A peak element is an element that is greater than its neighbors.
Given an input array where num[i] ≠ num[i+1], find a peak element and return its index.
The array may contain multiple peaks, in that case return the index to any one of the peaks is fine.
You may imagine that num[-1] = num[n] = -∞.
For example, in array [1, 2, 3, 1], 3 is a peak element and your function should return the index number 2.
The problem is like find any one of the local maximum in the array. The key point here is that since num[i] ≠ num[i+1], we are guaranteed to find one local maximum. The reason is that if the array is in ascending order, then the last element is the peak element. If the array is in descending order, then the first element is the peak element. Otherwise, there is some element in the array that breaks the order, so there must exist a peak element.
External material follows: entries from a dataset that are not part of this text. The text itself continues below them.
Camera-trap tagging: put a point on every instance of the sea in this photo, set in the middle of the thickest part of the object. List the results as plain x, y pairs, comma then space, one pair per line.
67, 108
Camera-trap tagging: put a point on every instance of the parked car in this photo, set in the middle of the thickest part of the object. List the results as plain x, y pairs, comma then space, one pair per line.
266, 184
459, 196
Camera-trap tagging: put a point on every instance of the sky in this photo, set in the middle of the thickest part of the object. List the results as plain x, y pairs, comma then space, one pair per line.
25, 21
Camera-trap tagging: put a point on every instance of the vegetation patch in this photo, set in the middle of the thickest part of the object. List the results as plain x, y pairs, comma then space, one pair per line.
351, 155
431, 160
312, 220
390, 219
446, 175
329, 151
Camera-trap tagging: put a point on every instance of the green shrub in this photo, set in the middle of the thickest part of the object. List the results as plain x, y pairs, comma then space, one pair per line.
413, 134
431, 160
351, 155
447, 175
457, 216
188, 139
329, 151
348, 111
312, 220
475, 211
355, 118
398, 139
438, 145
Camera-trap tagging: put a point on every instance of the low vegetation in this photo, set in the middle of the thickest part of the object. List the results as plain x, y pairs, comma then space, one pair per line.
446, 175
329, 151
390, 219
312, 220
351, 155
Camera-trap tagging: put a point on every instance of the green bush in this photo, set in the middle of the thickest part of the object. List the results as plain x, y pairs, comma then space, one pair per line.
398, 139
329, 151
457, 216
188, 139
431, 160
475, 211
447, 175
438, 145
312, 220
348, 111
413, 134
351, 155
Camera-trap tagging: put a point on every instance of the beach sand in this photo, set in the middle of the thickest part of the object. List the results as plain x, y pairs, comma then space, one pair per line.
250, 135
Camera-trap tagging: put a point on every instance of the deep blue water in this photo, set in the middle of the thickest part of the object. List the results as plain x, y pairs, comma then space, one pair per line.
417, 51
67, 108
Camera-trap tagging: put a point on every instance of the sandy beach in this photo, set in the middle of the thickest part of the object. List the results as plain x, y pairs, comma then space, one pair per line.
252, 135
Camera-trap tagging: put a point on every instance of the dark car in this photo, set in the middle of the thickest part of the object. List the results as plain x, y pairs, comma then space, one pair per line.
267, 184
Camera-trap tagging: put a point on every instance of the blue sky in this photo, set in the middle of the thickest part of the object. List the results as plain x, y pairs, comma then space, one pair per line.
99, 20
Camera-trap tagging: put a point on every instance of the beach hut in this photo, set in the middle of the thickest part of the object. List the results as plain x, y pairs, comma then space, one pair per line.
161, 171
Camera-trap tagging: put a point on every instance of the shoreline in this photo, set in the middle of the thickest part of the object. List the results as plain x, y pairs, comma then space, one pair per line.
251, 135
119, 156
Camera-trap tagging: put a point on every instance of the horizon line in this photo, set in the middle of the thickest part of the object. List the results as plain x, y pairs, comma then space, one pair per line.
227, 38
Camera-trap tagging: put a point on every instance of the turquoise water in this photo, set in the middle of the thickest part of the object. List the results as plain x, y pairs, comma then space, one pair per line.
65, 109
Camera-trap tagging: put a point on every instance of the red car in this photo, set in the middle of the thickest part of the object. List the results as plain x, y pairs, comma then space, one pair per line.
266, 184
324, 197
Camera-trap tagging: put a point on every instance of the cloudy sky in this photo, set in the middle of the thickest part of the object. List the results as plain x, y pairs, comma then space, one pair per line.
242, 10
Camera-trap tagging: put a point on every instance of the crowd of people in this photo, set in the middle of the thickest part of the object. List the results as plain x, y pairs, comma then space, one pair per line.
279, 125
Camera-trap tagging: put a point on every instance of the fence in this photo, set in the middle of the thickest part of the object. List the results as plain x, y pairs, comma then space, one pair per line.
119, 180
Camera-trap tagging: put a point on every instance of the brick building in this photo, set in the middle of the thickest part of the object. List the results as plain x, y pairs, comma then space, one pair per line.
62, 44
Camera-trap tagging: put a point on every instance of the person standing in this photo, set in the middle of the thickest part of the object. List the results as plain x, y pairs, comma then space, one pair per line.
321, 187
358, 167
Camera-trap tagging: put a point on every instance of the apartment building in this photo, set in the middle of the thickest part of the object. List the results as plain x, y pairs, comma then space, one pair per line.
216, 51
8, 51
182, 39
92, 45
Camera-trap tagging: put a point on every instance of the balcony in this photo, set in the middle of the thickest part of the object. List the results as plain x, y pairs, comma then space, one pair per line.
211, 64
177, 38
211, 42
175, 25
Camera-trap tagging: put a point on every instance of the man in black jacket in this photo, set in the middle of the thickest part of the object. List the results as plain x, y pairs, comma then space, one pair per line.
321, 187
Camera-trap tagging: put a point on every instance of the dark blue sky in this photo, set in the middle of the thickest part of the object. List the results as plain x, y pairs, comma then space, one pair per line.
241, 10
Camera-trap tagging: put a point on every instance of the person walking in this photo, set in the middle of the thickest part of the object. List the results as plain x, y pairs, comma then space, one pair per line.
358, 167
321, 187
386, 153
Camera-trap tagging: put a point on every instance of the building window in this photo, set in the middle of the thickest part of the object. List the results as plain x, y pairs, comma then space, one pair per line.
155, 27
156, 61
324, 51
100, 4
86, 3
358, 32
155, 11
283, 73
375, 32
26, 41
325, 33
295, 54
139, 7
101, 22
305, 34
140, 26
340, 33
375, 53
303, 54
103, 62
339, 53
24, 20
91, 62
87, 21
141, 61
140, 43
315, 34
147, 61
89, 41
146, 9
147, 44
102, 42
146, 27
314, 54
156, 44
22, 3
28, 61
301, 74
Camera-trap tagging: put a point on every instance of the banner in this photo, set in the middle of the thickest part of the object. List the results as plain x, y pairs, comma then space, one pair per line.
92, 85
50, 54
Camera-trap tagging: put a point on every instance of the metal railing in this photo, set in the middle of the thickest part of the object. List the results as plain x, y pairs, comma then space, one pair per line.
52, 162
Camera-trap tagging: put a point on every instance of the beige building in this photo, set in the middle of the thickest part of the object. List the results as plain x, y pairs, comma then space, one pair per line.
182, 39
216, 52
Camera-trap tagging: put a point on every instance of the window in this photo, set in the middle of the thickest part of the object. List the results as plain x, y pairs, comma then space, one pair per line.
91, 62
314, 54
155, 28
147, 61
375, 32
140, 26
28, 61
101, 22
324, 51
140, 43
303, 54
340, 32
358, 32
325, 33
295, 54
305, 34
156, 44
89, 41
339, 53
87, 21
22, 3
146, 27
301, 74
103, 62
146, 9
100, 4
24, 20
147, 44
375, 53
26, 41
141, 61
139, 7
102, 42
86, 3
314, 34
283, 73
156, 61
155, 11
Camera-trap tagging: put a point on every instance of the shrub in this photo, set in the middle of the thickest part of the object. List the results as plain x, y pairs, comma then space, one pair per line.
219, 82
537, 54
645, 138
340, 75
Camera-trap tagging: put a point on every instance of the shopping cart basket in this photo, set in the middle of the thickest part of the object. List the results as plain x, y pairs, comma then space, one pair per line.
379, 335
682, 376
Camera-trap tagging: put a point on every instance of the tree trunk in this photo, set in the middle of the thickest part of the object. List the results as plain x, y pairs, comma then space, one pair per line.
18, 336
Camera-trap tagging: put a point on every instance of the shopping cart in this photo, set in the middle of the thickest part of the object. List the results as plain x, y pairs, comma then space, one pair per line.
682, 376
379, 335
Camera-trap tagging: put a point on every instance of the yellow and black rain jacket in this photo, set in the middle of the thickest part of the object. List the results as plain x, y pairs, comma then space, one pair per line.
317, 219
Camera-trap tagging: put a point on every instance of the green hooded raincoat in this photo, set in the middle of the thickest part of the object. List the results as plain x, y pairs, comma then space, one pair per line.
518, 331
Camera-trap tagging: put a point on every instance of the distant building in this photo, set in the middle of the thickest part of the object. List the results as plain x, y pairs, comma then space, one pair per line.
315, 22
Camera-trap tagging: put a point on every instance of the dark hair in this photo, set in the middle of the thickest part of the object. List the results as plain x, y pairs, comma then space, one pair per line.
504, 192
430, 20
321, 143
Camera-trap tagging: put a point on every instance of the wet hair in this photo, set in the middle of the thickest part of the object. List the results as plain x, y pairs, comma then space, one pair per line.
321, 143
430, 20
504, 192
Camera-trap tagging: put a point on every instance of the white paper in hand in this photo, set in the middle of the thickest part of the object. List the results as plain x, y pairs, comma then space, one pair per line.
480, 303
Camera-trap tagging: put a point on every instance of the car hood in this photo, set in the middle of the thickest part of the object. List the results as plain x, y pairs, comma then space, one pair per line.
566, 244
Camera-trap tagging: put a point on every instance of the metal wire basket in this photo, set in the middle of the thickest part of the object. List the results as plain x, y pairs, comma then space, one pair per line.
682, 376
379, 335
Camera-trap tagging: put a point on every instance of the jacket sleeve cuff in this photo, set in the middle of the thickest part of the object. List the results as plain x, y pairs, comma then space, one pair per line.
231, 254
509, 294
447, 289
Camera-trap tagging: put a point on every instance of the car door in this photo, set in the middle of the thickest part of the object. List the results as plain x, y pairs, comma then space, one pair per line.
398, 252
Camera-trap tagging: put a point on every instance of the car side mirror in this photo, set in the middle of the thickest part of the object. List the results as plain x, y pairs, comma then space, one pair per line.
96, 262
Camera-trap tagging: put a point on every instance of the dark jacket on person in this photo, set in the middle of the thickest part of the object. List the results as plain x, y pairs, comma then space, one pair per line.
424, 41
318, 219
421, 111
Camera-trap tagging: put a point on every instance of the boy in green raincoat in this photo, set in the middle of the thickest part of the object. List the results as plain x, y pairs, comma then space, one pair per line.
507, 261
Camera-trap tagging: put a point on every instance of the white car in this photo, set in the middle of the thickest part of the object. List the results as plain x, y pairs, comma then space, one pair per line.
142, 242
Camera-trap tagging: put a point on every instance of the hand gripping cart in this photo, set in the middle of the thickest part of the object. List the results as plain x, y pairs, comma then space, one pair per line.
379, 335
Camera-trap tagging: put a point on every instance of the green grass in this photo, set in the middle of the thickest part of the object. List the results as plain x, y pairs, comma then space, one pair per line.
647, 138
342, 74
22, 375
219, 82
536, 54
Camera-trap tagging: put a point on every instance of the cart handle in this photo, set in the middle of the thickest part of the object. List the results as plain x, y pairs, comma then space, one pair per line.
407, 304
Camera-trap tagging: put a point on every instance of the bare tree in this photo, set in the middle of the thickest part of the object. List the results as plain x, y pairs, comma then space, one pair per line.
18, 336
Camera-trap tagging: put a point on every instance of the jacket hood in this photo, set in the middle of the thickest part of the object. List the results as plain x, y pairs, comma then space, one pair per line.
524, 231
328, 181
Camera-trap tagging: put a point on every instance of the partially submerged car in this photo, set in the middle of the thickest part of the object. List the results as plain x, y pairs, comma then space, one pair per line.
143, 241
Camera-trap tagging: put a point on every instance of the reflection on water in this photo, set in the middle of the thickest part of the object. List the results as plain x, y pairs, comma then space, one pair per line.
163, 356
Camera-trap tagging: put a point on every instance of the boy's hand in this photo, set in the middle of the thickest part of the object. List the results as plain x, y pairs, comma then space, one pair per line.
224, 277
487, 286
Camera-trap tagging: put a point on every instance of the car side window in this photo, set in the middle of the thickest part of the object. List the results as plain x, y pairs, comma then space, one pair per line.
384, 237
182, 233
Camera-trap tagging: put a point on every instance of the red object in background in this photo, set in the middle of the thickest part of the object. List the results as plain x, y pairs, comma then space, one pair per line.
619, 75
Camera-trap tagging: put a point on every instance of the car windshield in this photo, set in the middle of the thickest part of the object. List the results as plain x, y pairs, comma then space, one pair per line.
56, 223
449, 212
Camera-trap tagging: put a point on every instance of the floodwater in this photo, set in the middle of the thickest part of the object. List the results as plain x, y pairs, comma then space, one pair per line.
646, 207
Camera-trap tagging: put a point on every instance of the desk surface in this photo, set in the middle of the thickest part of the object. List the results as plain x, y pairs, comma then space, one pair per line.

For example, 1 3 4 5 2 6 7, then 5 and 7 is peak element.
The most straightforward way to solve this problem is using sequential search. Every time, we compare the element with the previous element. If it is smaller than the previous element, then the previous element must be one of the valid peak element. If we search the whole array and cannot find one that is smaller than its previous element, then the whole array is sorted in ascending order, the last element is the peak element.
For instance, 1 2 3 2, 2 is a peak element; 3 2 4 5, 3 is a peak element; 1 2 3 4 5, 5 is a peak element.
Time: O(N)
Space: O(1)
public class Solution {
public int findPeakElement(int[] num) {
for (int i = 1; i < num.length; ++i) {
if (num[i] < num[i - 1]) {
return i - 1;
}
}
return num.length - 1;
}
}
We can improve this method by using binary search, if the mid element is larger than its next element, there must exists a peak element in the first half (including the mid element). The reason is that if the fist half is in ascending order, the mid element is the peak element. Otherwise, there is some element breaks the order, and so we can find a peak element. If the mid element is smaller than the next element, we can find that a peak element in the second half (excluding the mid element).
For instance, 1 2 3 2 4, 3 is greater than its next element 2, so there must be a peak element in [1 2 3], which is 3(greater than previous 2 and next 2); 1 4 3 2 4, the peak element in [1 4 3] is 4; 1 2 3 4 5, the peak element in [4 5] is 5; 1 2 3 5 4, the peak element in [5 4] is 5.
Time: O(logN)
Space: O(1)
public class Solution {
public int findPeakElement(int[] nums) {
int start = 0;
int end = nums.length - 1;
while (start < end) {
int mid = start + (end - start) / 2;
// since start < end, mid is at most nums.length - 2
if (nums[mid] > nums[mid + 1]) {
end = mid;
} else {
start = mid + 1;
}
}
return start;
}
}